The prognosis is based on the presence or absence of metastases, the size and location of the tumor (as they relate to the ability of the surgeon to remove the tumor with wide margins), the grade of the tumor, and the histologic response to preoperative chemotherapy (as determined by percent necrosis). Reports have also shown older age to be associated with a worse prognosis; however, this may be caused partially by the inability of many older patients to tolerate chemotherapy. No difference in prognosis has been shown between patients with primary tumors and patients with tumors arising in a predisposing condition. Overall, the 5-year survival rate for patients with high-grade tumors of the extremities without metastases at presentation is approximately 65%.

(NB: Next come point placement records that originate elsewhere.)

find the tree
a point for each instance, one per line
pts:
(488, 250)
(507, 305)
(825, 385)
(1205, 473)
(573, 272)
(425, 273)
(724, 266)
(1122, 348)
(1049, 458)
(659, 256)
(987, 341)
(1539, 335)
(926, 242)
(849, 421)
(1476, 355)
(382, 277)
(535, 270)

Multiple Myeloma and Plasmacytoma
Multiple myeloma is the most common primary malignancy of bone. Its peak incidence is in the fifth to seventh decades with a 2:1 male predominance. Multiple myeloma and metastatic carcinoma should be included in the differential diagnosis for any patient older than 40 years with a new bone tumor.
Bone pain is the most common complaint for patients with multiple myeloma or with a solitary plasmacytoma. In contrast to most bone tumors, however, other systemic problems, such as weakness, weight loss, anemia, thrombocytopenia, peripheral neuropathy (especially with the osteosclerotic type of multiple myeloma), hypercalcemia, or renal failure, frequently are present at the time of diagnosis of multiple myeloma. Symptoms usually are of short duration because of the aggressive nature of the disease. Pathologic fractures are relatively common. The spine is the most common location, followed by the ribs and pelvis.
Radiographically, multiple myeloma appears as multiple, “punched-out,” sharply demarcated, purely lytic lesions without any surrounding reactive sclerosis ( Fig. 27.18 ). The lack of reactive bone formation is also shown by the fact that most lesions are negative on bone scan. (A less common variant of multiple myeloma is characterized by extensive sclerosis.) Occasionally, myeloma is characterized by marked bone expansion, giving rise to a “ballooned” appearance.
The diagnosis usually can be confirmed by serum immunoelectrophoresis, which shows a monoclonal gammopathy. In addition to a complete blood cell count and serum chemistries, staging studies include a skeletal survey and a bone marrow biopsy. Occasionally, biopsy of the bone lesion is required to establish the diagnosis.
Histologically, multiple myeloma appears as sheets of plasma cells. These are small, round blue cells with “clock face” nuclei and abundant cytoplasm with a perinuclear clearing or “halo.” Amyloid production can be abundant. With the exception of patients on long-term hemodialysis, the presence of amyloid in bone usually means a diagnosis of multiple myeloma. In patients with a solitary plasmacytoma, the pathologic differential diagnosis may include chronic osteomyelitis with abundant plasma cells ( Fig. 27.19 ). In this situation, immunohistochemistry can be helpful. Plasmacytoma exhibits monoclonal κ or λ light chains, whereas the plasma cells of chronic osteomyelitis are polyclonal. Also, myeloma cells usually stain positive for the natural killer antigen CD56, whereas reactive plasma cells usually do not. Immunohistochemistry can also be helpful in poorly differentiated cases when lymphoma could be in the differential diagnosis. Lymphoma cells usually stain positive for CD45 (leukocyte common antigen) and CD20 (a B-cell marker), whereas myeloma cells usually are negative.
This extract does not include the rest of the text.